Une délégation de haut niveau du Groupe de la Banque africaine de développement (BAD) conduite par le directeur général de l’institution pour la région de l’Afrique centrale, Léandre Bassolé, a séjourné à Libreville, au Gabon, du 8 au 15 mars 2026, afin d’approfondir le dialogue avec les autorités gabonaises et consolider le partenariat avec ce pays d’Afrique centrale.
La mission a été reçue en audience par le vice-président de la République, Alexandre Barro Chambrier. Elle s’est également entretenue avec le vice-président du gouvernement, Hermann Immongault et le ministre de la Planification et de la Prospective, Louise Pierrette Mvono, par ailleurs gouverneur de la Banque africaine de développement pour le Gabon, au cours d’une audience conjointe. La délégation a aussi eu des échanges avec le ministre de l’Agriculture, Pacôme Kossy et le ministre des Travaux publics, Edgard Mokoumbi.
Les échanges ont essentiellement porté sur le partenariat entre le Groupe de la Banque et la République gabonaise, notamment la mise en œuvre de projets d’infrastructures structurants, centraux dans la transformation économique du pays, ainsi que le secteur minier en plein essor, avec un rôle clé attendu dans la diversification économique du pays.
« Le Gabon et le Groupe de la Banque africaine de développement partagent une vision commune : celle d’un pays qui valorise ses ressources, investit dans son capital humain et construit des infrastructures au service des Gabonais. Cette mission témoigne de la solidité de notre partenariat et de notre volonté commune d’aller plus loin », a déclaré M. Immongault.
La coopération entre le Groupe de la Banque et le Gabon s’est considérablement renforcée au cours de la dernière décennie. Entre 2015 et 2025, l’institution panafricaine de financement du développement a approuvé vingt opérations d’une valeur totale de 914,99 millions d’euros pour le Gabon. Le portefeuille du Groupe de la Banque est passé de 11,64 millions d’euros en 2015 à 557,37 millions d’euros au 28 février 2026.
« Le Gabon a réalisé des progrès remarquables grâce à notre partenariat, et c’est précisément parce que nous croyons au potentiel de ce pays que nous nous engageons avec exigence dans le suivi de chaque projet.
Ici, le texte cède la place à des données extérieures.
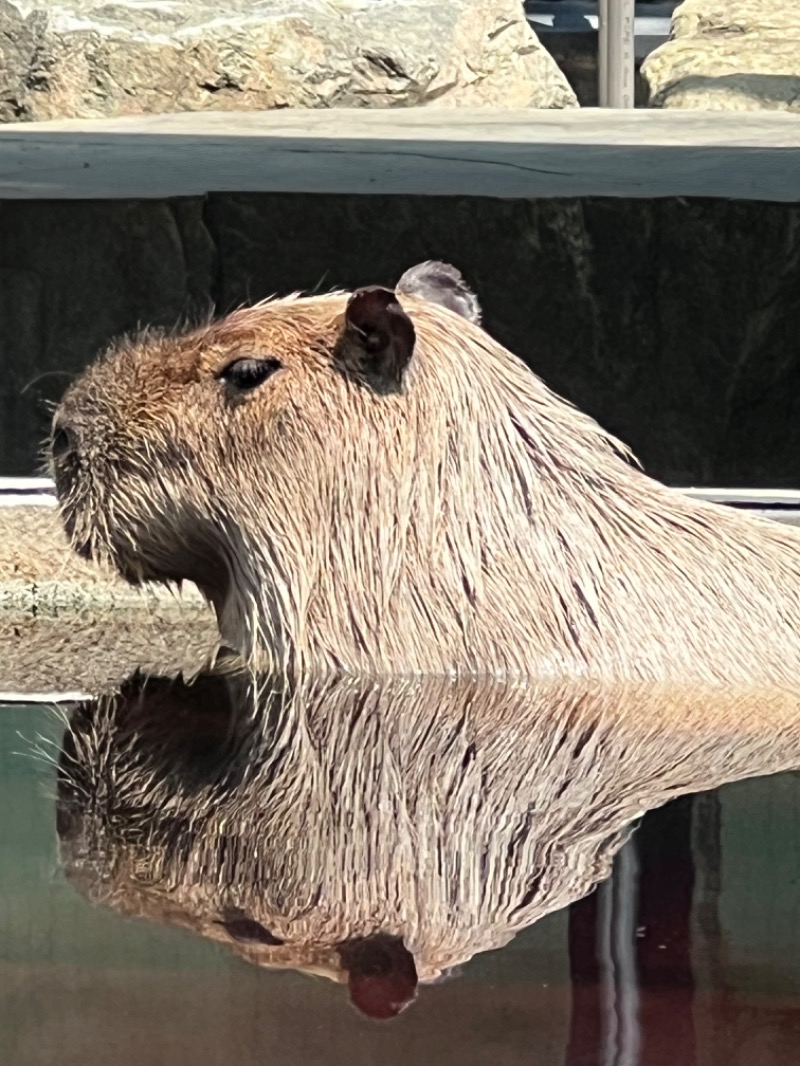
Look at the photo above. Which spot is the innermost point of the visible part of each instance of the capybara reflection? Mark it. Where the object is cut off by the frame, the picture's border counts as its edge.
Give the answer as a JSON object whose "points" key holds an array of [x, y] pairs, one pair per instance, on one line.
{"points": [[368, 483], [383, 833]]}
La qualité de l’exécution est pour nous aussi importante que l’ambition des investissements », a pour sa part déclaré M. Bassolé.
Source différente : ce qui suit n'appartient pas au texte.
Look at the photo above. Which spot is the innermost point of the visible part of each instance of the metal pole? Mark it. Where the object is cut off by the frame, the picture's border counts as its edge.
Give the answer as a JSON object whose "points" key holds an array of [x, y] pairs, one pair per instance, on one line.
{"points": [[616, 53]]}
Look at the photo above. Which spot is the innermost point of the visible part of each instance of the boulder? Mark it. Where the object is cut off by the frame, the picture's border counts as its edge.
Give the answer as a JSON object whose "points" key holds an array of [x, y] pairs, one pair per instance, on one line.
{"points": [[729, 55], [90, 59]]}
La route de Ndende-Doussala, au cœur des priorités
Dans le cadre la mission, M. Bassolé a effectué une visite du chantier de la route Ndendé-Doussala. Il était accompagné par une délégation du ministère des Travaux publics et de la Construction conduite par son directeur de cabinet Yvon Fabrice Mombo. Le constat est préoccupant : lancés en 2024, les travaux n’atteignent que 27% d’exécution à début mars 2026, alors que 62% du délai contractuel est déjà écoulé.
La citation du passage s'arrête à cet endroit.